Each of these gigantic sea-castles was heavily armed and manned with trained crews of blue-jackets. When the eight were completed, the trade-routes of the world lay under the guns of Hogarth. Inside these floating fortresses everything that wealth could buy in the shape of luxury was provided, and a trip to these floating palaces was the favourite amusement of the wealthy classes throughout the world. Everything went merry as a marriage bell, until all was ready for the carrying out of Hogarth’s great design. Then suddenly, without a word of warning, he launched the famous decree, in which he proclaimed to the astonished world that he had become the Lord of the Sea, and that as landlords levied rent from all those who use the land, which had originally been given to mankind to be held in common, so he, the new Lord of the Sea, would levy rent upon all those who ventured to use the sea. No one should use the sea excepting by his leave, and every vessel plying upon the surface of the ocean must pay to him a rent of 4s. per ton for every voyage.

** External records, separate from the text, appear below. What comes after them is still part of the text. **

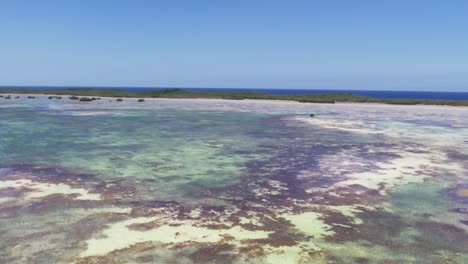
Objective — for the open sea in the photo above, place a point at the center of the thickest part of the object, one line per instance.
(370, 93)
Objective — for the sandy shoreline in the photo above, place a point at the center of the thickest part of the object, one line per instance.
(261, 101)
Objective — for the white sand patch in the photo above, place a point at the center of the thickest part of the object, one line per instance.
(310, 223)
(293, 255)
(39, 189)
(120, 236)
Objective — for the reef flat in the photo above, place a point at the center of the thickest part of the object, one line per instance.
(223, 181)
(176, 93)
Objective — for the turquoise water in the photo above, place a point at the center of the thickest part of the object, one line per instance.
(197, 181)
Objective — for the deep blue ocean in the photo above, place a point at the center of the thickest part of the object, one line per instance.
(370, 93)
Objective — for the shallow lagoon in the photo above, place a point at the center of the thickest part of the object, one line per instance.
(196, 181)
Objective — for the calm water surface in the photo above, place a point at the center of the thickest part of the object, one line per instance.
(201, 181)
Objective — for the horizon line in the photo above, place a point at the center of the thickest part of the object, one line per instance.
(241, 88)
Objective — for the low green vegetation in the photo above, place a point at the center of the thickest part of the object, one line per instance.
(86, 99)
(181, 93)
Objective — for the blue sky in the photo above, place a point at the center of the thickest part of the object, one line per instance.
(328, 44)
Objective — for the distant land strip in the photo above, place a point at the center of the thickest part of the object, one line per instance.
(329, 98)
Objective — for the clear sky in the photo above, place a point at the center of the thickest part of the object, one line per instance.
(327, 44)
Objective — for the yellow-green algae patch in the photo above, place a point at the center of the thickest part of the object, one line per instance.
(40, 189)
(310, 223)
(119, 235)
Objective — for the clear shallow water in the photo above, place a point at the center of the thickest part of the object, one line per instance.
(188, 181)
(371, 93)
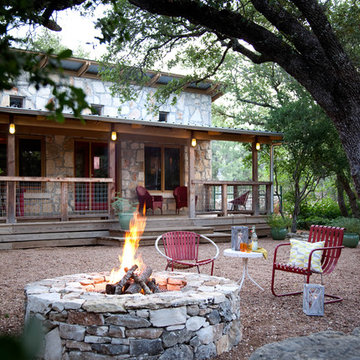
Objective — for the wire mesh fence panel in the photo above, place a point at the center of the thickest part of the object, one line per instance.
(88, 198)
(37, 199)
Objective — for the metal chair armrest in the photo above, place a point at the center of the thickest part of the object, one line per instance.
(213, 243)
(276, 249)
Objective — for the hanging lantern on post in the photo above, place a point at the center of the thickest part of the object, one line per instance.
(313, 299)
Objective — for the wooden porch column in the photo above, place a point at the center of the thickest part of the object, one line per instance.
(224, 199)
(64, 201)
(191, 186)
(255, 177)
(271, 210)
(112, 175)
(11, 185)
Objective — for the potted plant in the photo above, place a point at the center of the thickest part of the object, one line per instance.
(352, 230)
(279, 226)
(124, 209)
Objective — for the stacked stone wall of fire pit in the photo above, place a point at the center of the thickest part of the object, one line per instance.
(199, 322)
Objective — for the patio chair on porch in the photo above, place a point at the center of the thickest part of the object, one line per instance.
(181, 250)
(319, 254)
(240, 201)
(150, 201)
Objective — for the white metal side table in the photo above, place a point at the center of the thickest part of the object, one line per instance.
(245, 256)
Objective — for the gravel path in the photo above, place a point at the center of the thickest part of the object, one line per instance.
(264, 318)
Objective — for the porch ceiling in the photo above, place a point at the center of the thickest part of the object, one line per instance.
(134, 128)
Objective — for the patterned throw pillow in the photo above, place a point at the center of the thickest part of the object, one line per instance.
(300, 251)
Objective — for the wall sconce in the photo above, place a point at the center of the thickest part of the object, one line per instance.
(257, 144)
(193, 139)
(113, 135)
(12, 128)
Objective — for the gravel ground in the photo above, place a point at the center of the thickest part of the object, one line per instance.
(264, 318)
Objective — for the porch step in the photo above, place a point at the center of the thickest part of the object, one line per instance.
(150, 239)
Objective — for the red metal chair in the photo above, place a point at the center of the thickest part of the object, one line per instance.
(182, 250)
(150, 201)
(240, 201)
(180, 195)
(333, 238)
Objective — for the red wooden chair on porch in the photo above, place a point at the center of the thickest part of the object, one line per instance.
(150, 201)
(240, 201)
(181, 250)
(330, 253)
(180, 196)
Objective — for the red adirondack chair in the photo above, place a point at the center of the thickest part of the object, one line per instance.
(240, 201)
(180, 196)
(150, 201)
(333, 238)
(181, 250)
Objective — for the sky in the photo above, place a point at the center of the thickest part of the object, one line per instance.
(79, 31)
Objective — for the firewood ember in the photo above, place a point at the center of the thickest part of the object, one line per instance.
(176, 281)
(141, 282)
(124, 280)
(171, 287)
(153, 286)
(136, 287)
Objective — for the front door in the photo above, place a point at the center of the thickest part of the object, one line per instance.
(91, 161)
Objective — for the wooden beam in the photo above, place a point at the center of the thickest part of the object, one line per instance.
(191, 173)
(11, 187)
(83, 68)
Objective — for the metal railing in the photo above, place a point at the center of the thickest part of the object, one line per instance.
(36, 198)
(216, 197)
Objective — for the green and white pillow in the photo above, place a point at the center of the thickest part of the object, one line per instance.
(300, 251)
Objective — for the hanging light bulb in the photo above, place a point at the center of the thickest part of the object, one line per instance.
(113, 135)
(12, 128)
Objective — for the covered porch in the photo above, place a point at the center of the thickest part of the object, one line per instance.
(77, 187)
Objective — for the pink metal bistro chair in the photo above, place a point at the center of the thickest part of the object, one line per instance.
(331, 251)
(181, 250)
(149, 201)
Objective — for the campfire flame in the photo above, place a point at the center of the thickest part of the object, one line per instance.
(129, 257)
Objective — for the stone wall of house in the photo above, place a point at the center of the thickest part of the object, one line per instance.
(133, 164)
(190, 108)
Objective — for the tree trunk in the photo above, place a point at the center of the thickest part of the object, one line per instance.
(340, 197)
(351, 195)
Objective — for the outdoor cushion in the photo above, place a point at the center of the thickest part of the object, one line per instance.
(300, 251)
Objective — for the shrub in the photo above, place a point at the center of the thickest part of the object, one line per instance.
(278, 221)
(351, 225)
(324, 208)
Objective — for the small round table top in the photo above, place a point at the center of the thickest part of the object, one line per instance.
(234, 253)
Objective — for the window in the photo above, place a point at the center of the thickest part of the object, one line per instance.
(163, 116)
(30, 162)
(97, 109)
(162, 168)
(16, 101)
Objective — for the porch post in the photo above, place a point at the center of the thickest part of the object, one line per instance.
(11, 185)
(272, 178)
(191, 186)
(255, 178)
(112, 172)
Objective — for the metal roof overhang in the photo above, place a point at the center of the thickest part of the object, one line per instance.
(146, 128)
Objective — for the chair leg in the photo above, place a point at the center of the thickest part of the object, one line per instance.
(284, 294)
(335, 297)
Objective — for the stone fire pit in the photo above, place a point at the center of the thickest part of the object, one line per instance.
(200, 321)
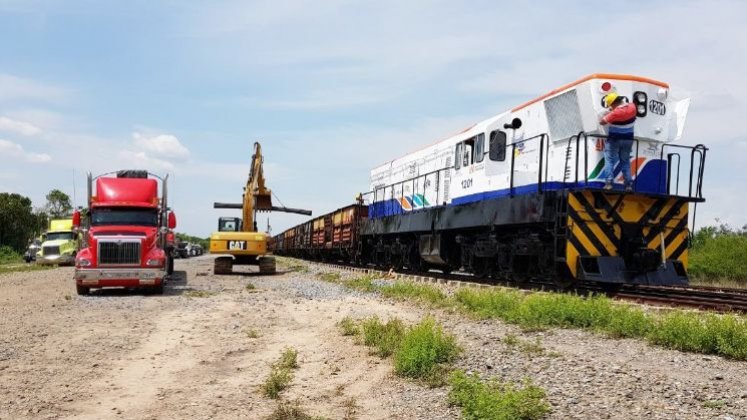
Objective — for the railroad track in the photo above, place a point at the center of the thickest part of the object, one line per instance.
(712, 298)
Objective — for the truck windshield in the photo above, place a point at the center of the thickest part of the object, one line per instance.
(124, 216)
(59, 236)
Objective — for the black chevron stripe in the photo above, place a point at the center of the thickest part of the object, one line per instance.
(603, 226)
(679, 250)
(601, 249)
(658, 227)
(676, 230)
(577, 244)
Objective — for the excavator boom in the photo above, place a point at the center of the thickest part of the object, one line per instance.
(247, 246)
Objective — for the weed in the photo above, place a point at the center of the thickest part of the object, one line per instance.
(199, 293)
(290, 411)
(22, 267)
(714, 404)
(363, 283)
(329, 276)
(424, 347)
(289, 359)
(532, 348)
(278, 380)
(351, 408)
(348, 326)
(385, 338)
(280, 374)
(495, 400)
(410, 291)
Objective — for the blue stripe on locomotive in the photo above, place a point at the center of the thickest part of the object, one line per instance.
(650, 180)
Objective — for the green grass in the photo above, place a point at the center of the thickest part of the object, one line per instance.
(22, 267)
(9, 256)
(423, 350)
(719, 254)
(329, 276)
(383, 338)
(281, 374)
(199, 293)
(708, 333)
(677, 329)
(287, 410)
(289, 359)
(412, 291)
(531, 348)
(496, 400)
(349, 326)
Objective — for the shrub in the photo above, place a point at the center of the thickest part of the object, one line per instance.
(385, 338)
(9, 255)
(348, 326)
(420, 292)
(495, 400)
(424, 347)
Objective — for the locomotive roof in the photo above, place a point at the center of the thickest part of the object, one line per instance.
(486, 122)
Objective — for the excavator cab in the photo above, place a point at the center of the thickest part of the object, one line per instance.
(229, 224)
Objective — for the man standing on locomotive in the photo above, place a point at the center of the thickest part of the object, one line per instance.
(619, 144)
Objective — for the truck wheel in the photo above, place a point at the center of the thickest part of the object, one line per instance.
(267, 265)
(170, 265)
(158, 290)
(223, 265)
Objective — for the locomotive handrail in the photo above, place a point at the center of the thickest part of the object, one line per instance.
(697, 158)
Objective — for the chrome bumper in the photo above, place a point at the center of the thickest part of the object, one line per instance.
(143, 276)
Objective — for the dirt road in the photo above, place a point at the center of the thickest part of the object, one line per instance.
(192, 353)
(188, 354)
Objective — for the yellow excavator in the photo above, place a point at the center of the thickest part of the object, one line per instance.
(237, 241)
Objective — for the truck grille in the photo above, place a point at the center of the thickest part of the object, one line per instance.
(51, 250)
(119, 252)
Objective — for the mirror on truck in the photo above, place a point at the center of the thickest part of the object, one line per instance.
(76, 219)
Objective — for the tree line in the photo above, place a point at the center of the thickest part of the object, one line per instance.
(20, 222)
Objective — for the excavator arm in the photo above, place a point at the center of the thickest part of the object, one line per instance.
(257, 197)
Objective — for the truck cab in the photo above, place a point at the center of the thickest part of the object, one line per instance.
(60, 243)
(126, 233)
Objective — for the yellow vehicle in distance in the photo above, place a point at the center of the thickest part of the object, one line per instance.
(238, 241)
(60, 243)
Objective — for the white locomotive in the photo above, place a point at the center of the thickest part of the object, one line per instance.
(528, 148)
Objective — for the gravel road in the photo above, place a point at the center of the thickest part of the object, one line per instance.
(187, 354)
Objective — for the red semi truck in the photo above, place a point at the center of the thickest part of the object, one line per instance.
(128, 232)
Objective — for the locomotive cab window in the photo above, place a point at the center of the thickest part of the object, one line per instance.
(480, 148)
(497, 150)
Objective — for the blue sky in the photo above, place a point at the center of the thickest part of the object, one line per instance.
(331, 88)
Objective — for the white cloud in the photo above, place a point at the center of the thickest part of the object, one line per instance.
(19, 127)
(14, 150)
(164, 147)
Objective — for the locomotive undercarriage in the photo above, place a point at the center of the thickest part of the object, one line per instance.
(515, 254)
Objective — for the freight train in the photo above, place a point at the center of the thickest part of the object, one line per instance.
(520, 196)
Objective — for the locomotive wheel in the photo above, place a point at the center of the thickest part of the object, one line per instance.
(223, 265)
(267, 265)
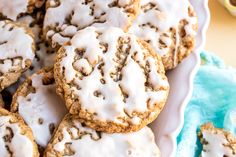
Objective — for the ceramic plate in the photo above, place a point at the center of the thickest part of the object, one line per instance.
(170, 122)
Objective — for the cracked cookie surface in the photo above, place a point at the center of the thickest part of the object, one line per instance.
(111, 79)
(16, 138)
(73, 138)
(169, 27)
(17, 51)
(13, 9)
(38, 104)
(217, 142)
(65, 17)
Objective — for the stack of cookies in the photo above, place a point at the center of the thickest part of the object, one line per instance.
(84, 78)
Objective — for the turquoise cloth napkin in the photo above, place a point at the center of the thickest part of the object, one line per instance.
(213, 100)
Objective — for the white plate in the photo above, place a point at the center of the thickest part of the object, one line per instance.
(170, 122)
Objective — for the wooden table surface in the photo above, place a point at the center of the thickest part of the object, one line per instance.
(221, 35)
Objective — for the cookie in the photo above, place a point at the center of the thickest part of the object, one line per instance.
(217, 142)
(65, 17)
(111, 79)
(10, 9)
(169, 27)
(16, 138)
(73, 138)
(17, 49)
(38, 104)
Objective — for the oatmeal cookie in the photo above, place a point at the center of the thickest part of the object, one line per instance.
(17, 49)
(111, 79)
(38, 104)
(65, 17)
(16, 138)
(169, 27)
(73, 138)
(13, 9)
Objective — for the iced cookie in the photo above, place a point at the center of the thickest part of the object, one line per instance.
(111, 79)
(169, 27)
(13, 9)
(65, 17)
(74, 139)
(38, 104)
(17, 52)
(45, 55)
(217, 142)
(16, 138)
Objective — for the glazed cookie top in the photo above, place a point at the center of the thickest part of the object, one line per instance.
(75, 139)
(16, 138)
(157, 21)
(45, 55)
(15, 44)
(17, 51)
(111, 62)
(65, 17)
(217, 142)
(13, 9)
(38, 104)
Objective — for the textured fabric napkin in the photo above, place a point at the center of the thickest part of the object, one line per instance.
(213, 100)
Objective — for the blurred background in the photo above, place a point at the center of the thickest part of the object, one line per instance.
(221, 35)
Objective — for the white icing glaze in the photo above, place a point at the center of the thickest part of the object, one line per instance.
(164, 14)
(11, 9)
(107, 106)
(101, 15)
(45, 54)
(14, 43)
(216, 146)
(20, 145)
(137, 144)
(44, 104)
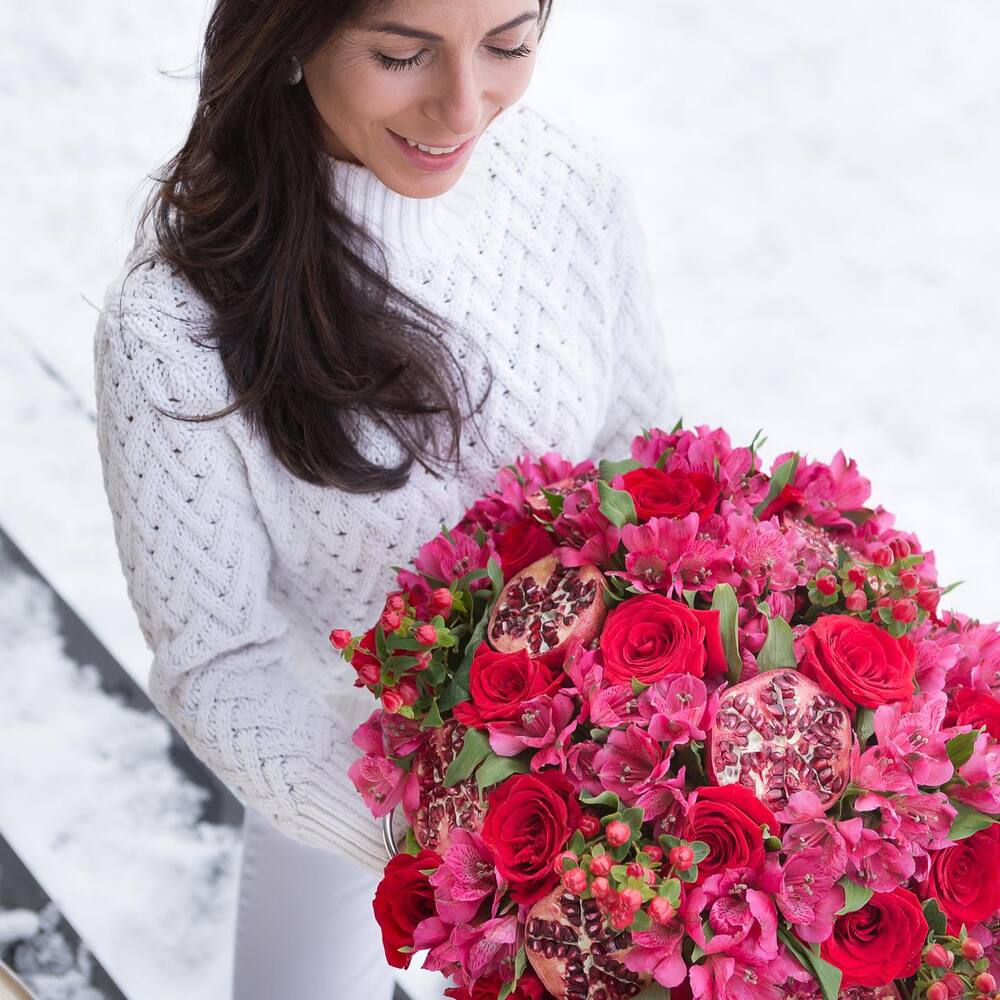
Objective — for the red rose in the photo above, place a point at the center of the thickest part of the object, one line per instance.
(857, 662)
(403, 899)
(729, 820)
(880, 942)
(499, 683)
(651, 636)
(974, 708)
(656, 493)
(529, 987)
(528, 821)
(523, 543)
(965, 879)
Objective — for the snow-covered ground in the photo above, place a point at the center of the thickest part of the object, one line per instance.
(819, 186)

A row of eight lay in vast irregular crescent (its convexity facing Europe) from just outside the Straits of Gibraltar, where O’Hara admiraled the Mahomet, to the 55th of latitude, where lay the Goethe on the Quebec-Glasgow route.[28]

Europe held hostage, between Mahomet and Goethe!

As we’ve seen, the big “twist” ending is that Hogarth is himself Jewish, and when this is revealed, he (being Jewish, I guess) naturally devotes his power and wealth to establishing a homeland in Palestine for “his” people.[29] Jenkins describes the scene:

It is in the last section of the book when the Jewish themes become most puzzling; for it is revealed that by exiling the Jews to the new Israel, Hogarth has created the world’s most advanced and noble civilization. And in so doing, he has fulfilled not only the destiny of the Jewish people, but also of himself, for he is none other than the Jewish Messiah. He marries Rebekah, the daughter of Baruch Frankl, and they form the royal dynasty of the new Israel.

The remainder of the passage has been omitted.